Analysis of fluid flow models

TL;DR

This paper reviews the analysis of Markov-modulated fluid flow models, emphasizing matrix-analytic methods, computational improvements, and extensions to more general processes in various applications.

Contribution

It provides a high-level overview of matrix-analytic techniques for fluid queues, discusses computational advancements, and explores extensions to broader classes of processes.

Findings

Improved algorithms for solving Riccati equations in fluid queue analysis.

Enhanced numerical accuracy and convergence speed in computational methods.
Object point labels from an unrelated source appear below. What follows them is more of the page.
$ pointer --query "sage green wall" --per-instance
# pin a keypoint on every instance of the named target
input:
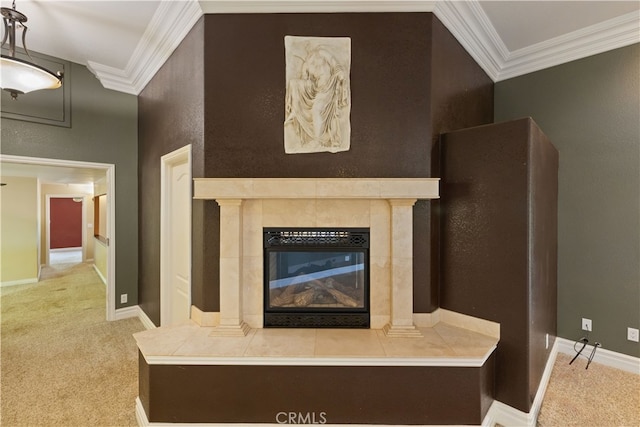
(104, 129)
(590, 110)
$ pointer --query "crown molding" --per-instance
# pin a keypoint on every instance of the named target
(316, 6)
(168, 27)
(602, 37)
(466, 20)
(469, 24)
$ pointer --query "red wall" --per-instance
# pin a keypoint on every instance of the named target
(66, 223)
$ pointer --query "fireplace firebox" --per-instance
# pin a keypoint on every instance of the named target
(316, 278)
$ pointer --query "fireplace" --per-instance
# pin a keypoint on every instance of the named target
(316, 277)
(248, 206)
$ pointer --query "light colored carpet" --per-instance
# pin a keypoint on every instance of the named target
(62, 363)
(600, 396)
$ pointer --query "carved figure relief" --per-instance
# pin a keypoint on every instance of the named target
(318, 94)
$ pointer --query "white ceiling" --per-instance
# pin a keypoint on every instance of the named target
(125, 42)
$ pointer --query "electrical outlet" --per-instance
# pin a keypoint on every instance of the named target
(546, 345)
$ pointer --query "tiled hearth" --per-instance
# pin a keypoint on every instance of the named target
(408, 368)
(248, 205)
(443, 344)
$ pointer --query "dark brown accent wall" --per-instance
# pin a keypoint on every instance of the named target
(170, 116)
(392, 395)
(393, 117)
(499, 234)
(223, 91)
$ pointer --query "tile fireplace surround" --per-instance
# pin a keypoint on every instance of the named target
(384, 205)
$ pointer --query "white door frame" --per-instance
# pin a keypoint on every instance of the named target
(47, 222)
(167, 162)
(109, 170)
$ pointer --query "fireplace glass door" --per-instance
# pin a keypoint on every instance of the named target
(316, 278)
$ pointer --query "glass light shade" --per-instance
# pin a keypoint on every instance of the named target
(23, 77)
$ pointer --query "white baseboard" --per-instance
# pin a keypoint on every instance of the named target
(505, 415)
(74, 249)
(19, 282)
(104, 279)
(604, 357)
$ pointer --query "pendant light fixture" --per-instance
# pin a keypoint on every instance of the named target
(20, 76)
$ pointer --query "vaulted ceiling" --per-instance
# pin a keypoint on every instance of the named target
(124, 43)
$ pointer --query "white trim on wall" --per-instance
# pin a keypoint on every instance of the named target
(109, 170)
(466, 20)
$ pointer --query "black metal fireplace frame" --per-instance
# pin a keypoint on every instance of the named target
(309, 239)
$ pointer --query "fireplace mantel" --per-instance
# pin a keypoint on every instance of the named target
(316, 188)
(247, 205)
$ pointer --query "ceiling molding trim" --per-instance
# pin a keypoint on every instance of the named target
(169, 25)
(602, 37)
(317, 6)
(469, 24)
(466, 20)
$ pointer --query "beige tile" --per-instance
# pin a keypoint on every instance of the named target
(252, 281)
(348, 188)
(222, 188)
(380, 286)
(284, 188)
(430, 345)
(165, 340)
(342, 213)
(282, 342)
(482, 326)
(289, 213)
(252, 243)
(419, 188)
(203, 345)
(348, 342)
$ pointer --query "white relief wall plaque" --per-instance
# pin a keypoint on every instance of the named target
(318, 94)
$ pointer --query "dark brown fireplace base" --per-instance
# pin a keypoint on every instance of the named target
(397, 395)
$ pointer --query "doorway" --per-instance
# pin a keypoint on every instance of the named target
(52, 169)
(65, 231)
(175, 237)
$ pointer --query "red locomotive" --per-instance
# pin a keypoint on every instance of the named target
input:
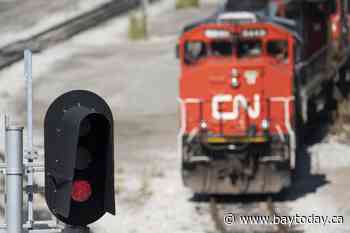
(251, 78)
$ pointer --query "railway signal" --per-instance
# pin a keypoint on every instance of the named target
(79, 160)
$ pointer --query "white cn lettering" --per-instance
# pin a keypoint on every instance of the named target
(237, 101)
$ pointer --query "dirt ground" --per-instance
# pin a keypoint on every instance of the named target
(139, 80)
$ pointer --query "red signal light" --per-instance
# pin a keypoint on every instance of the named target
(81, 190)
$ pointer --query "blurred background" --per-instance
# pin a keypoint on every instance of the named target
(125, 52)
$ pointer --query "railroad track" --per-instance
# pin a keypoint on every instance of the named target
(268, 210)
(13, 52)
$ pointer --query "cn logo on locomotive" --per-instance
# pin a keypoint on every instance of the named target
(237, 101)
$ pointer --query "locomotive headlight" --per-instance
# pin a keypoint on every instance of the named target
(204, 125)
(265, 124)
(235, 82)
(234, 73)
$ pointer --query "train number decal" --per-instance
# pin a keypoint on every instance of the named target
(238, 101)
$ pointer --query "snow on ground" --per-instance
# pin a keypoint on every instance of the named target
(22, 19)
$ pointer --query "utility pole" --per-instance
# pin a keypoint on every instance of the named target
(14, 173)
(144, 6)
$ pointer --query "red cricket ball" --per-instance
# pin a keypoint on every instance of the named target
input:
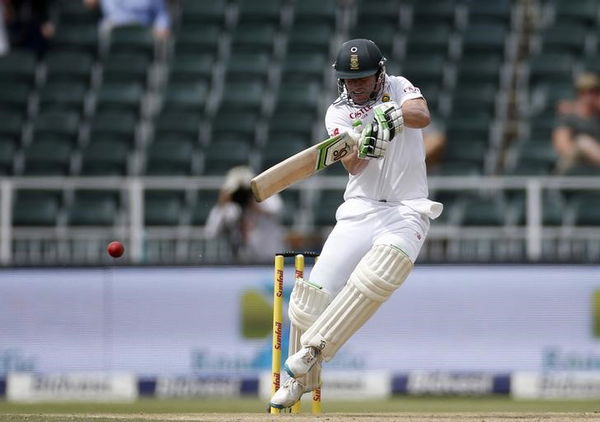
(115, 249)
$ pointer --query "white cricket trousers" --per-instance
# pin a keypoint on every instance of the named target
(361, 224)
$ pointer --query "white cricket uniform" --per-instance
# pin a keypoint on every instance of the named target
(386, 203)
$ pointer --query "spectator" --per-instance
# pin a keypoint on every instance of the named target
(576, 137)
(29, 24)
(152, 13)
(252, 229)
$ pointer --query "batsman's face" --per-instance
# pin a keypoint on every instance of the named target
(360, 89)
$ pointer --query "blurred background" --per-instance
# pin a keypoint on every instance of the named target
(142, 120)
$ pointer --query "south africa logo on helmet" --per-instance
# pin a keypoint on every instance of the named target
(358, 58)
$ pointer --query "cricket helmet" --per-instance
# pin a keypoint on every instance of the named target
(358, 58)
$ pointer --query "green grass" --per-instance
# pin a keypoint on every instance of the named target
(395, 405)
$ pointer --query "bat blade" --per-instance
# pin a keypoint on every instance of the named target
(301, 165)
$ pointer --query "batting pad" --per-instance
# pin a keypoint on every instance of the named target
(307, 302)
(378, 274)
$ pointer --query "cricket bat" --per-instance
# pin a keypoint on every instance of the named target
(301, 165)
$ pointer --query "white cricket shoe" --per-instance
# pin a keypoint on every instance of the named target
(289, 393)
(301, 362)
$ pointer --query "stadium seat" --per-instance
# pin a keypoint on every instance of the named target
(162, 208)
(222, 156)
(116, 127)
(69, 66)
(119, 97)
(248, 66)
(18, 67)
(63, 96)
(104, 158)
(93, 208)
(264, 11)
(188, 68)
(197, 40)
(315, 11)
(56, 125)
(126, 68)
(33, 208)
(132, 39)
(50, 157)
(310, 38)
(77, 37)
(244, 128)
(172, 156)
(188, 97)
(253, 38)
(14, 97)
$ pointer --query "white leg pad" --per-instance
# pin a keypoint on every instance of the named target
(378, 274)
(307, 302)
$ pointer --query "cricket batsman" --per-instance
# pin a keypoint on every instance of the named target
(381, 225)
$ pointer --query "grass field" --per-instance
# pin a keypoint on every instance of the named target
(250, 410)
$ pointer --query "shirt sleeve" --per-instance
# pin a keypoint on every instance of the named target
(407, 91)
(336, 121)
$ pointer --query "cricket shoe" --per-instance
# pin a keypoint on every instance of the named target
(301, 362)
(289, 393)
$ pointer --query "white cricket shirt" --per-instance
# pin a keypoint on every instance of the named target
(399, 177)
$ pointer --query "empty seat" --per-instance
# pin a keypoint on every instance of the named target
(170, 157)
(162, 208)
(93, 208)
(106, 158)
(222, 156)
(33, 208)
(50, 157)
(17, 66)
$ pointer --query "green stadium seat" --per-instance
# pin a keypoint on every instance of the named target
(248, 66)
(188, 68)
(264, 11)
(316, 11)
(304, 67)
(69, 66)
(201, 208)
(434, 12)
(14, 97)
(91, 208)
(105, 158)
(253, 38)
(162, 208)
(12, 127)
(244, 96)
(119, 97)
(483, 211)
(585, 207)
(77, 37)
(200, 13)
(114, 127)
(222, 156)
(298, 96)
(63, 96)
(197, 40)
(18, 67)
(325, 207)
(234, 125)
(50, 157)
(175, 123)
(423, 40)
(189, 97)
(171, 156)
(56, 125)
(132, 39)
(125, 68)
(7, 156)
(32, 208)
(310, 38)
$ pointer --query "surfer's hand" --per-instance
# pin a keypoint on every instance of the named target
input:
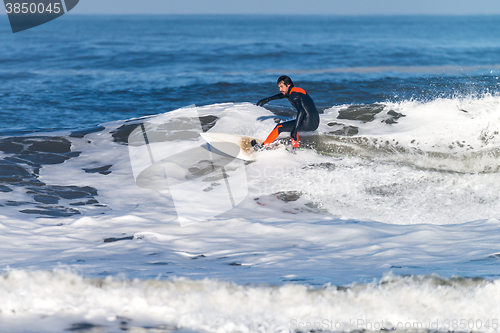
(262, 101)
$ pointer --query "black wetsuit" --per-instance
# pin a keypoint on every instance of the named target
(307, 114)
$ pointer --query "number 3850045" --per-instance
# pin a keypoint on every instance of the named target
(32, 8)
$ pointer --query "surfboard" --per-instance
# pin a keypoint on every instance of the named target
(224, 142)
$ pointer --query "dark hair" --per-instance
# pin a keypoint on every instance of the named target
(286, 80)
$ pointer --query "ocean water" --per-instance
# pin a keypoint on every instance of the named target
(387, 219)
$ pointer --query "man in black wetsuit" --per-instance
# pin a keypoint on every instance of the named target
(307, 114)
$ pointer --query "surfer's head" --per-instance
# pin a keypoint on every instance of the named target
(285, 83)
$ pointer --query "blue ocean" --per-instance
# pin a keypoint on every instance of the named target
(116, 215)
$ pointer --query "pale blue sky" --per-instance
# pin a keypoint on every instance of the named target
(308, 7)
(330, 7)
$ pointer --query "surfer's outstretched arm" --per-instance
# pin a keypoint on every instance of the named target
(272, 98)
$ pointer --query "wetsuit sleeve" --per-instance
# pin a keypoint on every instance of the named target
(301, 112)
(272, 98)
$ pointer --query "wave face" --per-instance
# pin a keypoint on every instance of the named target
(386, 219)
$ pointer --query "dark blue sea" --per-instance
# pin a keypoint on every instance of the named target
(116, 215)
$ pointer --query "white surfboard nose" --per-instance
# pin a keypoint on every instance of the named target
(224, 142)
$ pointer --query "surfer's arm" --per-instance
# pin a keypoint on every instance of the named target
(272, 98)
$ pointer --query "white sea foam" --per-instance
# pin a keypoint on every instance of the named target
(308, 218)
(42, 301)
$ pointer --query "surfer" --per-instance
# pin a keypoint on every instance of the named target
(307, 114)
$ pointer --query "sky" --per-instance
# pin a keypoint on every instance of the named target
(330, 7)
(289, 7)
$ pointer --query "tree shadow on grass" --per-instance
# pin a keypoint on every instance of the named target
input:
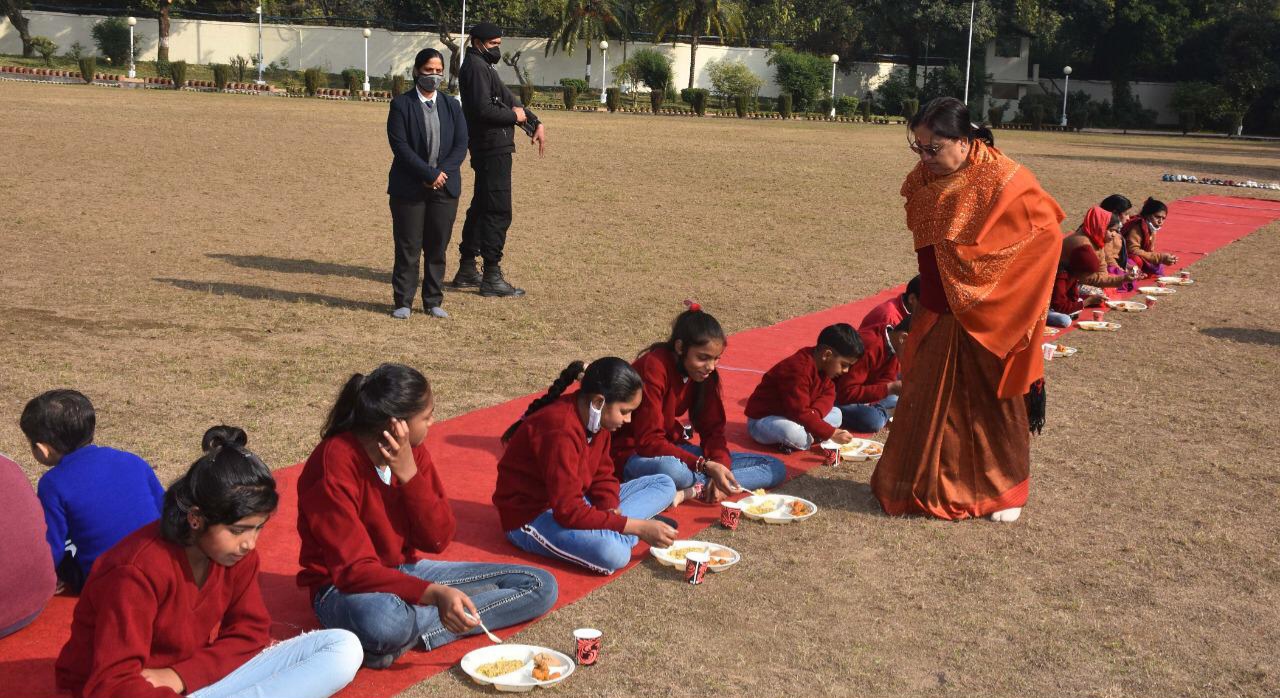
(287, 265)
(264, 293)
(1249, 336)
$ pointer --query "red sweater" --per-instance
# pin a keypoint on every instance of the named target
(549, 464)
(141, 608)
(654, 428)
(356, 530)
(795, 389)
(868, 379)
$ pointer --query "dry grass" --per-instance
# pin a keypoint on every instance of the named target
(190, 259)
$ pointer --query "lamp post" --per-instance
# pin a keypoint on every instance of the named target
(1066, 83)
(261, 59)
(133, 71)
(604, 69)
(835, 59)
(368, 33)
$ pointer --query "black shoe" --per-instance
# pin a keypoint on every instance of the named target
(493, 286)
(467, 275)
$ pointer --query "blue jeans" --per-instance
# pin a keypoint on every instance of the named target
(750, 470)
(1057, 319)
(780, 429)
(387, 625)
(597, 550)
(312, 665)
(868, 419)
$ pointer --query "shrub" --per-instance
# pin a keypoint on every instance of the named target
(112, 37)
(311, 78)
(803, 76)
(44, 46)
(88, 65)
(785, 105)
(222, 74)
(846, 105)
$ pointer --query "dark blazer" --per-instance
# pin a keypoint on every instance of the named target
(406, 131)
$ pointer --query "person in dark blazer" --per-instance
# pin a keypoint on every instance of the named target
(428, 135)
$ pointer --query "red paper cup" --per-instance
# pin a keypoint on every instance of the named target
(695, 566)
(586, 646)
(731, 512)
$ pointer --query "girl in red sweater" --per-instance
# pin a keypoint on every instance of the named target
(557, 491)
(680, 377)
(369, 498)
(176, 608)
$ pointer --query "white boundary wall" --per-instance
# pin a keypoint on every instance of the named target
(337, 48)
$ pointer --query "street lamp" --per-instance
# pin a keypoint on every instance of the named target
(366, 59)
(133, 71)
(835, 59)
(261, 59)
(1066, 83)
(604, 69)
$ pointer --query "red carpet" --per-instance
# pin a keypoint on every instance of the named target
(466, 450)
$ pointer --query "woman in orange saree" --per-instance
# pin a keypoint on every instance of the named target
(987, 240)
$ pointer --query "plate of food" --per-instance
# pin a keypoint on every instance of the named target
(1128, 306)
(777, 509)
(516, 667)
(722, 557)
(1097, 325)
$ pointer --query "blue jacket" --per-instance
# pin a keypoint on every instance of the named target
(94, 497)
(406, 132)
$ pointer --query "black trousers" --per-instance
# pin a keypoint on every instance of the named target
(484, 235)
(421, 229)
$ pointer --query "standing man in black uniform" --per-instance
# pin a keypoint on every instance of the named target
(492, 114)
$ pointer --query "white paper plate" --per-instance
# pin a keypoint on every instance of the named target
(1097, 325)
(521, 679)
(780, 514)
(663, 555)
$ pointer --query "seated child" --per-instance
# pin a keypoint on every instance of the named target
(558, 493)
(680, 377)
(1139, 235)
(891, 311)
(92, 496)
(868, 393)
(26, 575)
(369, 498)
(176, 607)
(795, 402)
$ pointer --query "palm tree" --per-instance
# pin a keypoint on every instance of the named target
(584, 21)
(696, 18)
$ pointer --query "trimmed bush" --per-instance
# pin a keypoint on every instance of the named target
(785, 105)
(178, 72)
(88, 65)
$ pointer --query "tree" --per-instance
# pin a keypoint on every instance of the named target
(13, 10)
(584, 21)
(696, 18)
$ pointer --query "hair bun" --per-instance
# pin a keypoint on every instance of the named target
(223, 436)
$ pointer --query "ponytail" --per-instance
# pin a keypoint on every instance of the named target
(566, 378)
(364, 405)
(224, 486)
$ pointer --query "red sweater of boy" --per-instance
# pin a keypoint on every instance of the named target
(794, 388)
(141, 608)
(356, 530)
(654, 428)
(869, 378)
(551, 464)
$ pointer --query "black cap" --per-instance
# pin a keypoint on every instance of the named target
(485, 31)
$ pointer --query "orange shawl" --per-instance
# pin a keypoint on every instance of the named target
(996, 236)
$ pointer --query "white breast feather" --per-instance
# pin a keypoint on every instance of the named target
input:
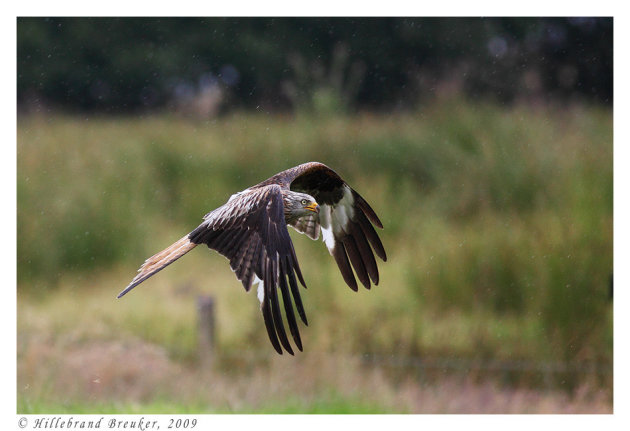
(334, 219)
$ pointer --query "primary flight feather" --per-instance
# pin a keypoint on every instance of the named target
(251, 231)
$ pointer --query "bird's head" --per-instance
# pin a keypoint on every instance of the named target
(298, 205)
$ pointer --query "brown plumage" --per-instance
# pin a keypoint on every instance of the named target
(251, 231)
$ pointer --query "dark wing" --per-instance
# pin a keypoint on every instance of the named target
(344, 218)
(251, 231)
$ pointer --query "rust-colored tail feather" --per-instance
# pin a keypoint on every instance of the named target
(159, 261)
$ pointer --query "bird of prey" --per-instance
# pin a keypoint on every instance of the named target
(250, 229)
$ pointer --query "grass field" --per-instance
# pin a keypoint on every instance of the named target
(498, 227)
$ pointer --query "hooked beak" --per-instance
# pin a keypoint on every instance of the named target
(312, 207)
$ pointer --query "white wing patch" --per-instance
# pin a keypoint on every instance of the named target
(334, 218)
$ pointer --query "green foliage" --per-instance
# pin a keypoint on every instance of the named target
(498, 225)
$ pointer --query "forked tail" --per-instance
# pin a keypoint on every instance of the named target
(159, 261)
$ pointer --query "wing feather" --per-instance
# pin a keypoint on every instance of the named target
(346, 221)
(253, 235)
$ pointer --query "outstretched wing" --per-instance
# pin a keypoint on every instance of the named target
(251, 231)
(346, 220)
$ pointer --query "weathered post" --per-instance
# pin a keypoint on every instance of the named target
(206, 338)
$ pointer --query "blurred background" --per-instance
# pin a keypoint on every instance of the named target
(485, 146)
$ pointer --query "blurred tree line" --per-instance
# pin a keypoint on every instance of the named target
(127, 64)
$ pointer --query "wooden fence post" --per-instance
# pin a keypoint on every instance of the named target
(206, 338)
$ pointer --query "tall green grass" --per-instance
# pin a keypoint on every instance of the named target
(498, 222)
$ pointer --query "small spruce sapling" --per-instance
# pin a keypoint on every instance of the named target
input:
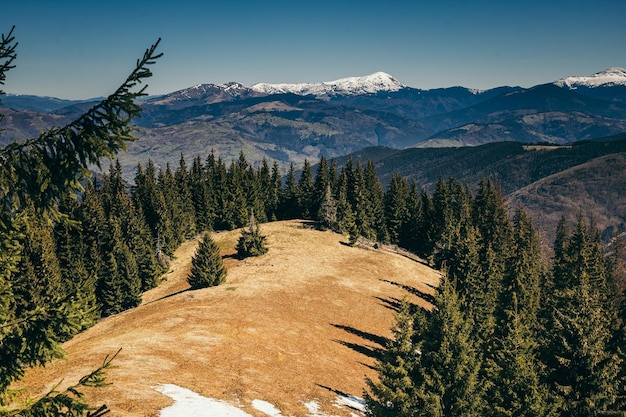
(251, 242)
(207, 268)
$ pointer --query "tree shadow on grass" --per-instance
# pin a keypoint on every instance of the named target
(373, 350)
(374, 338)
(169, 295)
(423, 295)
(392, 303)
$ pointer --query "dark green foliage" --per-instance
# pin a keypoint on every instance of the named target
(207, 268)
(328, 211)
(448, 377)
(582, 370)
(251, 242)
(394, 394)
(397, 203)
(38, 307)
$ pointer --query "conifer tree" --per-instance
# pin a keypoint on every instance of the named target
(320, 184)
(328, 211)
(41, 171)
(251, 242)
(448, 376)
(515, 387)
(273, 202)
(375, 198)
(306, 193)
(289, 198)
(79, 282)
(184, 200)
(207, 268)
(581, 368)
(397, 200)
(394, 394)
(202, 200)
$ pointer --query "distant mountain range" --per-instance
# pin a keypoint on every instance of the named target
(422, 134)
(291, 122)
(549, 181)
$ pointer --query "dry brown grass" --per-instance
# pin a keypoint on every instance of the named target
(291, 326)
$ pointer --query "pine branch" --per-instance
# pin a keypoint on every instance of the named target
(70, 402)
(7, 54)
(42, 169)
Extension of analysis techniques to more general Markov additive processes.

Abstract

Markov-modulated fluids have a long history. They form a simple class of Markov additive processes, and were initially developed in the 1950s as models for dams and reservoirs, before gaining much popularity in the 1980s as models for buffers in telecommunication systems, when they became known as fluid queues. More recent applications are in risk theory and in environmental studies. In telecommunication systems modelling, the attention focuses on determining the stationary distribution of the buffer content. Early ODE resolution techniques have progressively given way to approaches grounded in the analysis of the physical evolution of the system, and one only needs now to solve a Riccati equation in order to obtain several quantities of interest. To the early algorithms proposed in the Applied Probability literature, numerical analysts have added new algorithms, improved in terms of convergence speed, numerical accuracy, and domain of applicability. We give here a high-level presentation of the matrix-analytic approach to the analysis of fluid queues, briefly address computational issues, and conclude by indicating how this has been extended to more general processes.